Re: [PATCH v3 net-next] net/sched: add skbprio scheduler

[Marcelo Ricardo Leitner <marcelo.leitner@gmail.com>]

On Mon, Jul 09, 2018 at 02:18:33PM -0400, Michel Machado wrote:
> On 07/09/2018 11:44 AM, Marcelo Ricardo Leitner wrote:
> > On Sat, Jul 07, 2018 at 03:43:55PM +0530, Nishanth Devarajan wrote:
> > > net/sched: add skbprio scheduer
> > > 
> > > Skbprio (SKB Priority Queue) is a queueing discipline that prioritizes packets
> > > according to their skb->priority field. Under congestion, already-enqueued lower
> > > priority packets will be dropped to make space available for higher priority
> > > packets.
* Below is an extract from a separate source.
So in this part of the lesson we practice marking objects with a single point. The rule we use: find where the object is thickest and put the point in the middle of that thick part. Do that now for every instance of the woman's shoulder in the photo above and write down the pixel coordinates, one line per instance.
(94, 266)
Skbprio was conceived as a solution for denial-of-service defenses that
> > > need to route packets with different priorities as a means to overcome DoS
> > > attacks.
> > 
> > Why can't we implement this as a new flag for sch_prio.c?
> > 
> > I don't see why this duplication is needed, especially because it will
> > only be "slower" (as in, it will do more work) when qdisc is already
> > full and dropping packets anyway.
> 
>    sch_prio.c and skbprio diverge on a number of aspects:
> 
>    1. sch_prio.c supports up to 16 priorities whereas skbprio 64. This is
> not just a matter of changing a constant since sch_prio.c doesn't use
> skb->priority.

Yes it does use skb->priority for classifying into a band:

prio_classify(struct sk_buff *skb, struct Qdisc *sch, int *qerr)
{
        struct prio_sched_data *q = qdisc_priv(sch);
        u32 band = skb->priority;
...

> 
>    2. sch_prio.c does not have a global limit on the number of packets on
> all its queues, only a limit per queue.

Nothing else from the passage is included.